Genetic mapping studies, and more recently exome sequencing and genetic tests to search for copy number variation, have been used to help identify genes involved in various neurological diseases. Many thousands of individuals with autism or schizophrenia, along with their family members, have had their DNA analyzed. A number of genes have been identified that appear to contain an increased number of mutations in certain neurological diseases. Thus far, over 370 candidate genes have been implicated in autism and over 200 in schizophrenia. It has also been discovered that gene copy number variations may contribute to disease and that gene dosage may be an important contributor to autism. Many of the genes that have been implicated in autism and schizophrenia are involved in synaptic functions; synapses are the junctions through which nerve cells communicate with one another and thus are important for proper functioning of the brain. Interestingly, many of the genetic loci implicated in autism and schizophrenia overlap, suggesting that these two diseases have some common features. Much effort is underway to identify additional biological pathways associated with each of these diseases.

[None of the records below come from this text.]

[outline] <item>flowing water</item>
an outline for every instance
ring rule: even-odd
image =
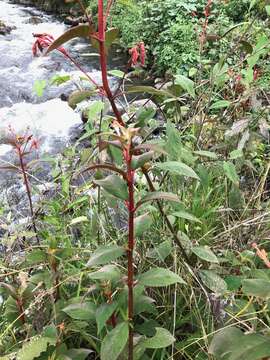
[[[49,33],[55,38],[66,29],[56,17],[33,7],[25,7],[0,0],[0,20],[15,29],[8,35],[0,35],[0,167],[14,160],[14,151],[6,142],[8,127],[19,135],[29,132],[38,138],[40,154],[60,153],[69,144],[71,134],[82,126],[79,113],[74,112],[62,94],[76,89],[78,72],[61,53],[54,51],[48,57],[33,57],[32,33]],[[82,67],[100,83],[98,57],[87,41],[70,41],[66,49]],[[117,68],[121,58],[117,52],[109,66]],[[49,80],[56,74],[69,74],[74,82],[60,86],[47,86],[41,97],[33,90],[37,80]],[[113,80],[112,80],[113,82]],[[1,194],[13,189],[16,175],[0,170]],[[17,183],[19,177],[17,175]],[[5,185],[8,180],[9,184]],[[42,180],[45,180],[42,179]],[[14,180],[15,181],[15,180]],[[22,184],[21,184],[22,185]],[[13,190],[11,190],[13,193]],[[1,198],[1,197],[0,197]],[[17,200],[16,200],[17,201]],[[15,201],[15,203],[16,203]]]

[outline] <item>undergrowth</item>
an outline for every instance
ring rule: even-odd
[[[88,23],[34,34],[34,55],[58,50],[78,68],[62,46],[87,38],[103,81],[83,73],[90,85],[70,95],[88,101],[84,133],[52,159],[56,191],[29,201],[27,231],[2,209],[0,359],[268,359],[269,6],[78,3]],[[112,89],[115,14],[130,60]],[[132,84],[144,45],[149,68],[170,69],[156,87]],[[32,198],[18,152],[32,138],[15,140]]]

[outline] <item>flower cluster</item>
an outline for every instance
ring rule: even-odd
[[[137,65],[138,62],[140,62],[142,66],[145,65],[146,52],[143,41],[129,49],[129,54],[131,56],[131,65]]]
[[[265,263],[266,267],[270,269],[270,261],[267,252],[264,249],[260,249],[256,243],[253,243],[252,247],[256,250],[257,256]]]
[[[33,37],[36,38],[36,41],[32,47],[32,53],[34,56],[38,55],[38,52],[42,53],[44,49],[48,48],[53,42],[54,37],[50,34],[43,33],[43,34],[33,34]],[[63,47],[58,47],[58,51],[60,51],[64,56],[68,56],[66,50]]]

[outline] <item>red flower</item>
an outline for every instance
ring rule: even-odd
[[[138,59],[139,59],[139,53],[138,53],[137,45],[133,46],[133,48],[131,48],[129,50],[129,53],[131,55],[131,64],[136,65],[138,63]]]
[[[32,47],[34,56],[37,56],[38,51],[42,53],[44,49],[48,48],[54,42],[54,37],[50,34],[33,34],[33,36],[36,38],[36,41]],[[66,50],[63,47],[59,47],[57,50],[60,51],[63,55],[68,56]]]
[[[131,55],[131,65],[137,65],[140,59],[140,63],[142,66],[145,65],[145,46],[144,42],[141,41],[139,44],[133,46],[129,49],[129,54]]]
[[[140,61],[142,66],[145,65],[145,46],[144,46],[144,42],[141,41],[140,42]]]

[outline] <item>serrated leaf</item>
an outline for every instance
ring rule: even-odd
[[[121,200],[128,200],[127,183],[120,176],[109,175],[103,180],[94,180],[94,183],[101,186],[109,194]]]
[[[117,245],[100,246],[91,256],[87,266],[108,264],[118,259],[124,253],[124,249]]]
[[[243,293],[263,299],[270,298],[270,280],[245,279],[242,281]]]
[[[133,155],[131,160],[131,167],[133,170],[143,167],[154,156],[154,151],[148,151],[142,155]]]
[[[61,355],[57,357],[57,360],[85,360],[93,352],[89,349],[69,349],[63,354],[63,357]]]
[[[62,309],[64,313],[75,320],[90,321],[95,319],[96,305],[91,302],[70,304]]]
[[[230,161],[224,162],[223,163],[223,170],[224,170],[224,173],[227,176],[227,178],[229,180],[231,180],[231,182],[234,185],[239,184],[239,177],[237,175],[236,168],[235,168],[235,166],[234,166],[234,164],[232,162],[230,162]]]
[[[169,171],[172,174],[187,176],[193,179],[200,180],[199,176],[191,167],[180,161],[167,161],[164,163],[156,164],[155,167],[163,171]]]
[[[175,98],[174,95],[172,95],[169,91],[166,90],[159,90],[154,88],[153,86],[127,86],[126,87],[126,93],[127,94],[133,94],[133,93],[147,93],[150,95],[157,95],[157,96],[165,96],[169,98]]]
[[[194,87],[194,81],[187,78],[183,75],[176,75],[175,76],[175,84],[180,85],[183,90],[185,90],[190,96],[195,98],[195,87]]]
[[[201,270],[200,277],[210,290],[217,294],[224,294],[227,290],[226,282],[212,270]]]
[[[82,24],[74,26],[71,29],[67,30],[64,34],[59,36],[47,49],[46,55],[51,51],[59,48],[69,40],[72,40],[77,37],[89,38],[90,34],[95,32],[94,27],[89,27],[89,24]]]
[[[98,271],[92,272],[88,277],[92,280],[118,280],[121,276],[121,272],[116,265],[105,265]]]
[[[165,268],[153,268],[139,275],[138,281],[141,285],[159,287],[176,283],[185,284],[185,281],[174,272]]]
[[[117,308],[117,303],[113,302],[111,304],[102,304],[97,308],[96,311],[96,321],[98,327],[98,334],[100,334],[101,330],[106,325],[107,320],[112,316]]]
[[[172,253],[172,243],[169,240],[163,241],[154,249],[149,249],[146,256],[149,258],[164,261]]]
[[[154,200],[167,200],[167,201],[173,201],[173,202],[180,202],[177,195],[162,191],[153,191],[147,195],[145,195],[137,204],[137,208],[141,206],[142,204],[154,201]]]
[[[148,349],[162,349],[172,345],[175,338],[172,334],[164,328],[156,328],[156,334],[144,341],[144,345]]]
[[[128,323],[122,322],[111,330],[101,343],[101,360],[117,360],[128,340]]]
[[[40,356],[41,353],[47,350],[49,345],[55,345],[56,338],[35,336],[25,343],[17,353],[17,360],[34,360]]]
[[[69,223],[69,225],[70,226],[77,225],[77,224],[80,224],[82,222],[87,222],[87,221],[89,221],[87,216],[78,216],[77,218],[72,219],[71,222]]]
[[[196,218],[196,216],[190,214],[189,212],[187,212],[185,210],[176,211],[176,212],[172,213],[172,216],[201,223],[201,220],[199,220],[198,218]]]
[[[228,100],[219,100],[214,102],[211,106],[210,109],[211,110],[219,110],[219,109],[224,109],[227,108],[231,105],[231,102]]]
[[[152,225],[153,219],[149,213],[137,216],[134,221],[135,236],[141,236]]]
[[[268,336],[244,334],[238,328],[224,328],[214,337],[209,353],[217,360],[261,360],[270,356]]]
[[[204,156],[209,159],[214,159],[214,160],[218,159],[217,154],[213,153],[212,151],[198,150],[198,151],[194,151],[194,154],[199,156]]]
[[[192,252],[197,255],[200,259],[212,262],[212,263],[219,263],[218,258],[213,253],[212,250],[210,250],[206,246],[196,246],[192,248]]]
[[[121,70],[110,70],[108,71],[108,74],[115,77],[119,77],[120,79],[122,79],[125,75],[125,73]]]

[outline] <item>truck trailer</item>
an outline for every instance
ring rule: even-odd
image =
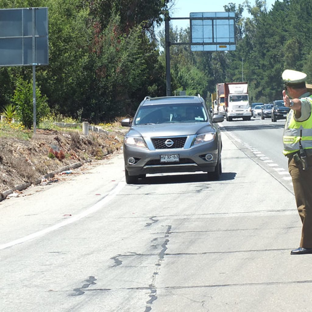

Recently, research from the author’s laboratory utilized a novel approach to identify a molecular network underlying autism spectrum disorders. Essentially, existing information about which proteins like to work together through their physical interactions was used to create an “interactome map.” Genes previously implicated in autism were located onto this interactome and many of them mapped onto a particular molecular network or module. The expression pattern of the genes in this autism module was predicted by consulting a brain atlas that details which genes are expressed where in the brain. In addition to cortical neurons, the autism module genes are largely expressed in the corpus callosum and oligodendrocyte cells, a region of the brain and type of cell not usually considered to be linked to autism. Thus, this novel integrated omics approach suggested a molecular network (rather than just a gene or genes) underlying a complex disease and provided insight into how it functions. It also offered a new approach that can be used to help decipher other complex genetic disorders.
Although extensive effort has been devoted to understanding the genetic basis of neurological diseases, as with other complex diseases, to date there is not a strong predictive genetic test to help identify individuals at high risk. If we had this information, we might be able to screen subjects at high risk and detect disease earlier—and possibly improve outcomes with early intervention. In fact, despite the large number of genes that have been implicated in complex neurological diseases, less than 10% of the genetic or other factors underlying any of these diseases have been identified. It is likely that additional genes remain to be discovered. Furthermore, combinatorial effects of multiple genes (i.e., gene–gene interactions) and gene–environment interactions contribute to many complex diseases, and integrating these factors into the determination of disease risk is in its infancy.